Both girls laugh harder, between sneezes.
“Did she put the Tic-Tac up her nose?” the father looks sideways at the mother.
“Yes, she put the Tic-Tac up her nose!” the mother snaps.
“Do we need to pull over?” the father asks.
“No, keep driving,” the mother answers. “It will dissolve… I think.”
Next, the scene flashes to the father looking at a text message on his cell phone, just as the family is rushing towards the check-in line at the airport, pushing a doublewide stroller and pulling two unwieldy suitcases on wheels.
“The flight is delayed until 2:40 a.m.,” the father says, dejectedly.
The mother buries her head in her hands.
“So much for the red-eye being a good idea,” she says.
Next, our viewers join the family in a darkened airplane. The screen flashes the time: 4:31 a.m. Every passenger is sleeping, except the mother, who is whispering into the camera: “I cannot feel my legs. And look at these people!” she says, scanning her plane-mates, sleeping peacefully in various positions that would seem uncomfortable to anyone who doesn’t have a 33-pound child sprawled across their lap. “But I can’t move. To wake her would be worse. But I really can’t feel my legs.”
The next scene shows the family and their pile of luggage, standing outside of a train station in Boston, the father waving his hands wildly in an attempt to hail a cab. The screen reads: “8:22 a.m. local time. Time until ferry leaves: 38 minutes. Distance to ferry: 4 miles.”
A cab pulls over. As the on-screen stopwatch ticks, the mother and father toss the children into the taxi, and use Ninja-like moves to fold the doublewide stroller and load their luggage into the trunk. “Time to load taxi: 1 minute 23 seconds,” the screen reads.
“Long Wharf!” the father shouts to the driver, slamming the door closed.
“We need to catch the ferry to Cape Cod. Do you know where that is?” he asks.
“Yes, yes,” the back of the driver’s head nods.
8:35 a.m.: The family unloads their gear on the sidewalk, using Ninja-like moves to resurrect the doublewide stroller and strap their various accoutrements, including children, onto their traveling caravan.
“Plenty of time,” the father smiles back to the mother he sets off towards the dock in the distance, yanking at the two suitcases behind him.
“Then why are we running?” she yells, pushing the stroller at a fast clip on the father’s heels.
“I don’t know,” he yells back to her, and they keep running towards the water.
They reach the dock.
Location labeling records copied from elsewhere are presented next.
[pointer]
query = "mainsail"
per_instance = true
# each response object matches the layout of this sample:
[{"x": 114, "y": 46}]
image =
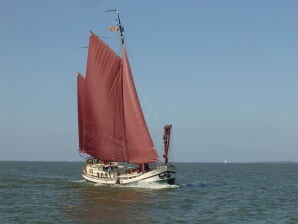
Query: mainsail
[{"x": 111, "y": 122}]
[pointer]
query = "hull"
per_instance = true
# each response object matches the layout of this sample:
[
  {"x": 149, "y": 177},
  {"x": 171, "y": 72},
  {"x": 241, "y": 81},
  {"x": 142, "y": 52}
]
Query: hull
[{"x": 95, "y": 173}]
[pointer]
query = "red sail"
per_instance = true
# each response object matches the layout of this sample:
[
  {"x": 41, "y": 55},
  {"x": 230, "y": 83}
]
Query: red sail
[
  {"x": 80, "y": 91},
  {"x": 111, "y": 121},
  {"x": 139, "y": 143}
]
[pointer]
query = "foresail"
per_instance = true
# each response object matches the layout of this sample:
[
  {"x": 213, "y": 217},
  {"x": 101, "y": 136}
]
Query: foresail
[
  {"x": 104, "y": 126},
  {"x": 111, "y": 122},
  {"x": 80, "y": 92},
  {"x": 139, "y": 143}
]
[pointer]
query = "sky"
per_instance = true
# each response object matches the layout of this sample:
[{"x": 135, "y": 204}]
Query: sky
[{"x": 223, "y": 73}]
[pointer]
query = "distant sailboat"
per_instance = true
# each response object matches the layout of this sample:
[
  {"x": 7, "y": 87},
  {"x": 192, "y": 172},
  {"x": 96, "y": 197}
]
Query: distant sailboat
[{"x": 113, "y": 135}]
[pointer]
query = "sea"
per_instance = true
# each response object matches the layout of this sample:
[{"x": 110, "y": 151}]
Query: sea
[{"x": 54, "y": 192}]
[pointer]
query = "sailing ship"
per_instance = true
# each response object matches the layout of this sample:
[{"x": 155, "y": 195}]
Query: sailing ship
[{"x": 113, "y": 134}]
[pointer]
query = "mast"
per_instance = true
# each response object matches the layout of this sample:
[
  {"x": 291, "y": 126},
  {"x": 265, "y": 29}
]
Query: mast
[
  {"x": 120, "y": 27},
  {"x": 166, "y": 141}
]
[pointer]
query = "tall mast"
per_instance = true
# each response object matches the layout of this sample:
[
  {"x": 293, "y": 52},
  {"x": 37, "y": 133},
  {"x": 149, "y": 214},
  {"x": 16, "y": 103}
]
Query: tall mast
[
  {"x": 120, "y": 28},
  {"x": 119, "y": 25}
]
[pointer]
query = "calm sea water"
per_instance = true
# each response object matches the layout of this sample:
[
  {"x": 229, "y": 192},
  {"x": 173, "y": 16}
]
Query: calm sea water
[{"x": 53, "y": 192}]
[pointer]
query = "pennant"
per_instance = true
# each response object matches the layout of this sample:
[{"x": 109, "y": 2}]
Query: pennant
[{"x": 113, "y": 28}]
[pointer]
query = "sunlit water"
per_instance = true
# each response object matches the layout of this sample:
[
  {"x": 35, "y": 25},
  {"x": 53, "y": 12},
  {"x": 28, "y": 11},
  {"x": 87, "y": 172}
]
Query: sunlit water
[{"x": 54, "y": 192}]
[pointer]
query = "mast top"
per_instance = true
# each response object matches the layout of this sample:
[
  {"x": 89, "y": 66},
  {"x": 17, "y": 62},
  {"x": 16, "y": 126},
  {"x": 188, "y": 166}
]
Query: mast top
[{"x": 120, "y": 27}]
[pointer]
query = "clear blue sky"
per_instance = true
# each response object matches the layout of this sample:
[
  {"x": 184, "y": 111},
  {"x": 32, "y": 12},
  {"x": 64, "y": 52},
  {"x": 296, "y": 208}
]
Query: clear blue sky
[{"x": 224, "y": 73}]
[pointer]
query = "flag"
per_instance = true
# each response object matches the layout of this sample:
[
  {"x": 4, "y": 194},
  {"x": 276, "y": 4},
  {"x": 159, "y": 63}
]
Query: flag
[{"x": 113, "y": 28}]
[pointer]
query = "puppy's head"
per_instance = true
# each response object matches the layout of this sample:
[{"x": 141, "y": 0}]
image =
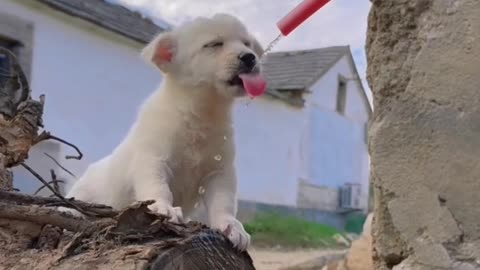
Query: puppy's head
[{"x": 207, "y": 53}]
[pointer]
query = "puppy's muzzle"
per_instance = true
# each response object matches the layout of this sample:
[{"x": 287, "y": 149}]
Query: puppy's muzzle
[{"x": 248, "y": 61}]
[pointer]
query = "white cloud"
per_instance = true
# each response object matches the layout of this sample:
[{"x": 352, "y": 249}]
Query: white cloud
[{"x": 341, "y": 22}]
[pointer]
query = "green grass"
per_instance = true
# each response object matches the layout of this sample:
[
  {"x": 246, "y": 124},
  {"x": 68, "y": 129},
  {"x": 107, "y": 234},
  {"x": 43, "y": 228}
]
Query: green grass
[{"x": 271, "y": 229}]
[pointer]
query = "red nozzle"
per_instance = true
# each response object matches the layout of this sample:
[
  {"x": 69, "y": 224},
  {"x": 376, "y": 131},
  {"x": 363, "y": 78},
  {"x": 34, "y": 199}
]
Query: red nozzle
[{"x": 299, "y": 14}]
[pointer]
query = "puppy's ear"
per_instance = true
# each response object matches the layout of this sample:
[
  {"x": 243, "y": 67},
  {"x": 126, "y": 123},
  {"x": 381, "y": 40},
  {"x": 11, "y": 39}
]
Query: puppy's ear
[
  {"x": 161, "y": 51},
  {"x": 257, "y": 47}
]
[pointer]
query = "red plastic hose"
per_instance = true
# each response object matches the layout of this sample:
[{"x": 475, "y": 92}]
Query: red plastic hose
[{"x": 299, "y": 14}]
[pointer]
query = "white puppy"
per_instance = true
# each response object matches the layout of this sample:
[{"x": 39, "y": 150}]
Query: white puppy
[{"x": 180, "y": 149}]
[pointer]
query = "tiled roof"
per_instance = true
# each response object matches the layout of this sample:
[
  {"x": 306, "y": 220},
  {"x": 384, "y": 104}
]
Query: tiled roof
[
  {"x": 109, "y": 16},
  {"x": 298, "y": 70}
]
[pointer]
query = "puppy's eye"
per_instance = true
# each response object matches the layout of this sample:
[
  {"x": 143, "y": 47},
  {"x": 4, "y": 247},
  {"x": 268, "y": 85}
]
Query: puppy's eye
[{"x": 213, "y": 44}]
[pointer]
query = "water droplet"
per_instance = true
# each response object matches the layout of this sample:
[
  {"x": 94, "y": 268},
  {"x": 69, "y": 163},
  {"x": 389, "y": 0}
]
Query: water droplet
[{"x": 270, "y": 46}]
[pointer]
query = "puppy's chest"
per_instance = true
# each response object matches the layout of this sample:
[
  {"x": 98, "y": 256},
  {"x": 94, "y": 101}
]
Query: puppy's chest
[{"x": 202, "y": 151}]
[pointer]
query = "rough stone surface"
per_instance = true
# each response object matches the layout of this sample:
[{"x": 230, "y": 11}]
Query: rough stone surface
[{"x": 423, "y": 69}]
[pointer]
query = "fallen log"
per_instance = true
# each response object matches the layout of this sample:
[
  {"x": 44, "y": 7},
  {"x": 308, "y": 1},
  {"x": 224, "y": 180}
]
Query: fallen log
[{"x": 34, "y": 235}]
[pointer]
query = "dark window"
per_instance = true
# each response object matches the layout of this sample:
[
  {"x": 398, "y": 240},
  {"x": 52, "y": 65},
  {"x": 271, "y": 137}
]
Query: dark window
[
  {"x": 341, "y": 95},
  {"x": 4, "y": 60}
]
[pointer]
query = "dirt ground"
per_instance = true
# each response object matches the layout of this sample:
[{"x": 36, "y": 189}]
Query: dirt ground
[{"x": 271, "y": 259}]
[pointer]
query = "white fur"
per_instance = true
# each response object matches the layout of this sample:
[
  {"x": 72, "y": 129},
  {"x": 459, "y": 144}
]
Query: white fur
[{"x": 182, "y": 139}]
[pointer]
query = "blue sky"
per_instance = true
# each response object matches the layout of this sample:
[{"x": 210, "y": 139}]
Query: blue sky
[{"x": 341, "y": 22}]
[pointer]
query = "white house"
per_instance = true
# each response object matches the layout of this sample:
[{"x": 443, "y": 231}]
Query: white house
[{"x": 296, "y": 146}]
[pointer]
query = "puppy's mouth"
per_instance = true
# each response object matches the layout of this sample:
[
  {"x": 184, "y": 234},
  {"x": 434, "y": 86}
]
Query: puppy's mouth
[{"x": 253, "y": 83}]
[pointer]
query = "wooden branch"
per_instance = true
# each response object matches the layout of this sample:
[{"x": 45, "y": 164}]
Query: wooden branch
[
  {"x": 68, "y": 203},
  {"x": 134, "y": 237},
  {"x": 45, "y": 135},
  {"x": 20, "y": 198},
  {"x": 59, "y": 165},
  {"x": 43, "y": 216}
]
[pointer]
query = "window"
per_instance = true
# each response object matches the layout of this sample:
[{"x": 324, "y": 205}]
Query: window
[
  {"x": 4, "y": 60},
  {"x": 341, "y": 95},
  {"x": 16, "y": 35}
]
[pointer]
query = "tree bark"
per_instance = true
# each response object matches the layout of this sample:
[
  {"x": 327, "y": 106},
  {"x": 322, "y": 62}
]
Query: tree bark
[{"x": 34, "y": 235}]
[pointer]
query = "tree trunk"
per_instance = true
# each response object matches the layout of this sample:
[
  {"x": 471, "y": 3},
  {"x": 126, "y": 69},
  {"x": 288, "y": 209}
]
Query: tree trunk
[
  {"x": 33, "y": 235},
  {"x": 424, "y": 141}
]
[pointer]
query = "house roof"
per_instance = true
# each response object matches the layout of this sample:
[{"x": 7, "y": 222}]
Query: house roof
[
  {"x": 298, "y": 70},
  {"x": 110, "y": 16}
]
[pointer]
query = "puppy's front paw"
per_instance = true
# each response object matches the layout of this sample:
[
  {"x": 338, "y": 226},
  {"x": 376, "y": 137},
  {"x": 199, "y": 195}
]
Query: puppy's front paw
[
  {"x": 234, "y": 230},
  {"x": 162, "y": 208}
]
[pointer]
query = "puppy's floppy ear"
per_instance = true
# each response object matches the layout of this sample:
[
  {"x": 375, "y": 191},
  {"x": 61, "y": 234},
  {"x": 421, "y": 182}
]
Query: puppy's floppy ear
[
  {"x": 257, "y": 47},
  {"x": 161, "y": 51}
]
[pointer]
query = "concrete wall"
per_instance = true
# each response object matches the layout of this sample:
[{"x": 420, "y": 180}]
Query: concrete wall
[
  {"x": 336, "y": 144},
  {"x": 423, "y": 68}
]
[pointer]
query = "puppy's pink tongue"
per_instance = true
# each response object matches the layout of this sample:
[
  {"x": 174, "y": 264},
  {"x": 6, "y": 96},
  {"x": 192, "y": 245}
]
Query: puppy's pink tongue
[{"x": 254, "y": 84}]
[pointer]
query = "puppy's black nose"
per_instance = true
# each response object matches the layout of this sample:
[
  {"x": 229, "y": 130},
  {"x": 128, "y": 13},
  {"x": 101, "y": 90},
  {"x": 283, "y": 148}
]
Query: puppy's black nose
[{"x": 248, "y": 60}]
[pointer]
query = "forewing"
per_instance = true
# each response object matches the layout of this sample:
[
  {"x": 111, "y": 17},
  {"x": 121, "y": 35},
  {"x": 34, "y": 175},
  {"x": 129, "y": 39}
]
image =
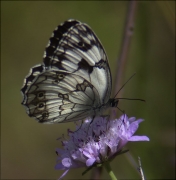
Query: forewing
[
  {"x": 54, "y": 96},
  {"x": 75, "y": 48}
]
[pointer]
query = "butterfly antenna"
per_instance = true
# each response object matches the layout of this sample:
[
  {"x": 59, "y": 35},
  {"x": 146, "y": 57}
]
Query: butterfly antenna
[{"x": 124, "y": 85}]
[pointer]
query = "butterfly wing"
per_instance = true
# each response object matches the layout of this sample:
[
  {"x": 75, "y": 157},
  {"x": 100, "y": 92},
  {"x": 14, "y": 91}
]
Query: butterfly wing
[
  {"x": 75, "y": 54},
  {"x": 55, "y": 96},
  {"x": 75, "y": 48}
]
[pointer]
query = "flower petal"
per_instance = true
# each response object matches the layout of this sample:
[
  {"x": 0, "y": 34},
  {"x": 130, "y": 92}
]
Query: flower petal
[{"x": 89, "y": 162}]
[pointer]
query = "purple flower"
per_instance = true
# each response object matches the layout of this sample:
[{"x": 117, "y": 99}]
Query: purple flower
[{"x": 97, "y": 142}]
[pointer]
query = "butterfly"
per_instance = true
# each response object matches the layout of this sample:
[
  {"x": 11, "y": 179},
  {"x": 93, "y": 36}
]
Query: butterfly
[{"x": 74, "y": 81}]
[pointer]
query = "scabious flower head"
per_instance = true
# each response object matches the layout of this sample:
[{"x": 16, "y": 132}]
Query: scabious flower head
[{"x": 97, "y": 142}]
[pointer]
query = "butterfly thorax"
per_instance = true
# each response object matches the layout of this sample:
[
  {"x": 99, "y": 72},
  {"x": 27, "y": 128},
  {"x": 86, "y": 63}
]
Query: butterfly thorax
[{"x": 113, "y": 102}]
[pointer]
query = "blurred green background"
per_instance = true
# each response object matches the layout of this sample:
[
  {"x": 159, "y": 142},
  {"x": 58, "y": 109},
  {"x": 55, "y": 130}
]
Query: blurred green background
[{"x": 27, "y": 147}]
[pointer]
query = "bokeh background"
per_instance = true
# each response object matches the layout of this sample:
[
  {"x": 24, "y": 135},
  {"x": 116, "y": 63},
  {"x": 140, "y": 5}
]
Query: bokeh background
[{"x": 27, "y": 147}]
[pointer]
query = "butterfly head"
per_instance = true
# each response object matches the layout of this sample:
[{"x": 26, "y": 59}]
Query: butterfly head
[{"x": 113, "y": 102}]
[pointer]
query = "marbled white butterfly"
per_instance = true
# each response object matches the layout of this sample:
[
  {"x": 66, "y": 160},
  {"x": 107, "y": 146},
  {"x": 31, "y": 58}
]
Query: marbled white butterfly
[{"x": 74, "y": 80}]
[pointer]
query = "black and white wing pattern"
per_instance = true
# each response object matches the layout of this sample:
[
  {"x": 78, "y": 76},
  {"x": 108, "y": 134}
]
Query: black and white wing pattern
[{"x": 74, "y": 81}]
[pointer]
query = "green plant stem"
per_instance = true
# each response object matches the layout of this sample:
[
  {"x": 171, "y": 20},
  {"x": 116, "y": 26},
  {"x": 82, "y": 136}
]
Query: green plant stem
[{"x": 109, "y": 170}]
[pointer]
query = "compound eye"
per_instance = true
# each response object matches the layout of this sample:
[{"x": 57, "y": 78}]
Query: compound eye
[
  {"x": 61, "y": 76},
  {"x": 40, "y": 95},
  {"x": 41, "y": 106}
]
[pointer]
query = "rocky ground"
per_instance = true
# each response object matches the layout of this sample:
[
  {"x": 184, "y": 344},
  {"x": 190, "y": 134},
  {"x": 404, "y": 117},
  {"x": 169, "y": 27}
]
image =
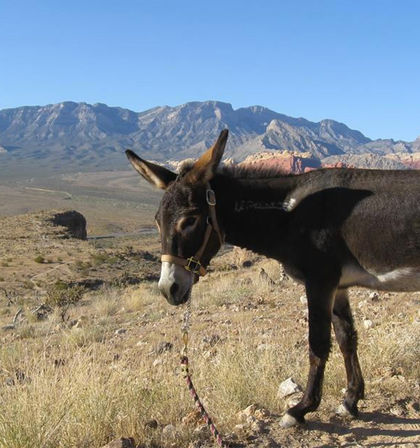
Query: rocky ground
[{"x": 108, "y": 368}]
There are no signs, no crowds, no boat emblazoned with the message, “Fast Ferry to Cape Cod.”
The family walks in circles around this area of the dock, wasting precious minutes looking for the ferry that clearly isn’t there.
They finally get directions. “Other side of the Aquarium!” the father yells, and they set off running again.
They round a corner and can see the Ferry in the distance. Time to departure: 8 minutes.
“Goldfish!” the 2-year-old demands from her seat in the stroller.
“I need to pee,” the 4-year-old whines.
“No!” the mother says.
“Hold it!” the father begs.
The dock is carnival-like, packed wall-to-wall with slow-moving tourists. The family blazes onwards, creating a disturbance in their midst as they push their traveling circus through the crowd. The father unknowingly runs over the toes of an unsuspecting bystander with one of their suitcases; the mother smiles sweetly at the man, mouthing “Sorry!” as she zooms past.
“Do you have the tickets?” the father shouts over his shoulder as they approach the gate leading down to the ferry.
“Tickets? I thought you had them!” she says, breathless.
The father stops dead in his tracks.
“Just kidding!” the mother laughs.
The family loads the ferry, stows their luggage, and sinks into their seats. With two minutes to spare, mother and father high-five. This family has won this round of the adventure known as life with kids.